NOTE: The invalid input from the screenshot above is the response to the whoami command immediately the reverse shell was established. Therefore, we can safely assume that the windows.exe malware was not designed with command execution capabilities.
As more processes open on the Flare host, the information is displayed on Remnux.
Figure 17: Activities encoded in base64
I found found the same activities on Wireshark by filtering for tcp connections
Figure 18: Activities encoded in base64 in Wireshark
Detection Rules
Detection rules are predefined sets of criteria used in cybersecurity to identify suspicious or malicious activities, files, or behaviors within a network, system, or file. These rules help security tools and analysts detect threats, respond to incidents, and mitigate potential risks.
Yara Rule
YARA is a tool aimed at helping malware researchers identify and classify malware samples. YARA rules are used to define patterns to match against files or data streams to detect malicious files or suspicious content.
rule njRAT-v0.6.4_Detection
{
meta:
author = "SecOpsBro"
description = "YARA rule to detect njRAT.exe"
date = "2024-11-11"
sha256_hash = "FD624AA205517580E83FAD7A4CE4D64863E95F62B34AC72647B1974A52822199"
strings:
$string1 = "netsh firewall add allowedprogram" ascii
$string2 = "windows.exe" ascii
$string3 = "zaaptoo.zapto.org" ascii
$string4 = "njq8.exe" ascii
$string5 = "NAudio.dll" ascii
$base64_encoded_indicator = "Hacked?E5FE0CB" ascii
condition:
(uint16(0) == 0x5A4D) and // PE file signature (MZ header) and
($string2 and $string4) or
string1
}
Sigma Rule
Sigma is a generic and open format for writing rules to detect suspicious activity in log files. It is often referred to as the “SIEM detection rule language,” as it is designed to create platform-independent rules that can be converted into formats specific to various SIEM (Security Information and Event Management) solutions.

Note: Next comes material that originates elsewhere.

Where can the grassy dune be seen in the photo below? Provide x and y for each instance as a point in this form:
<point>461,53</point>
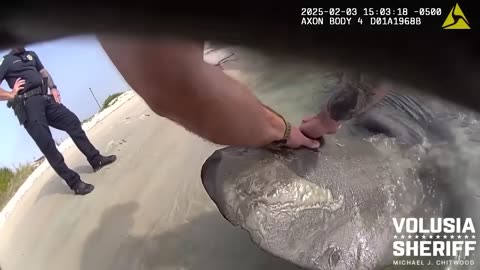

title: njRAT-v0.6.4 Malicious Behavior Detection
id: 65215bcd-e686-4601-8925-518d3bfa62a2
description: Detects behavior associated with the execution of njRAT malware, including firewall modifications and suspicious file executions.
status: experimental
author: SecOpsBro
refrence: https://github.com/ytisf/theZoo/tree/master/malware/Binaries/njRAT-v0.6.4
date: 2024-11-11
logsource:
category: process_creation
product: windows
detection:
selection:
EventID:
- 4688 # Windows Event ID for process creation
Image|endswith:
- '\windows.exe'
- '\njRAT.exe'
- '\njq8.exe'
CommandLine|contains:
- 'netsh firewall add allowedprogram'
- 'C:\Users\*\AppData\Local\temp\windows.exe'
condition: selection
fields:
- EventID
- Image
- CommandLine
- ParentImage
- User
- ProcessId
falsepositives:
- Legitimate use of netsh for firewall modifications
- Testing or administrative scripts using similar commands
level: high
tags:
- attack.persistence
- attack.defense-evasion
- attack.execution
- attack.t1071
Conclusion
In this exercise, I analyzed a Remote Access Trojan binary, njRAT.exe, sourced from the Zoo malware repository on GitHub. Analysis revealed that the sample was originally compiled in 2013 as EnKSaR.HaCKeR.exe. The malware is designed to grant an attacker remote control over a victim’s computer. My analysis revealed that, upon execution, the sample launched additional payloads, including njRAT.exe, njq8.exe, and windows.exe. The second-stage payload, njq8.exe, generated windows.exe, adding itself to the Windows Firewall exceptions and listening to port 1177 for a remote connection. Simulating an attack from a Remnux machine, I connected to the open port and observed the malware recording system details, such as architecture, date, and active applications.
Although audio activities were not detected, the NAudio.dll error message during execution indicates the malware likely has audio-related capabilities, potentially for eavesdropping or audio manipulation.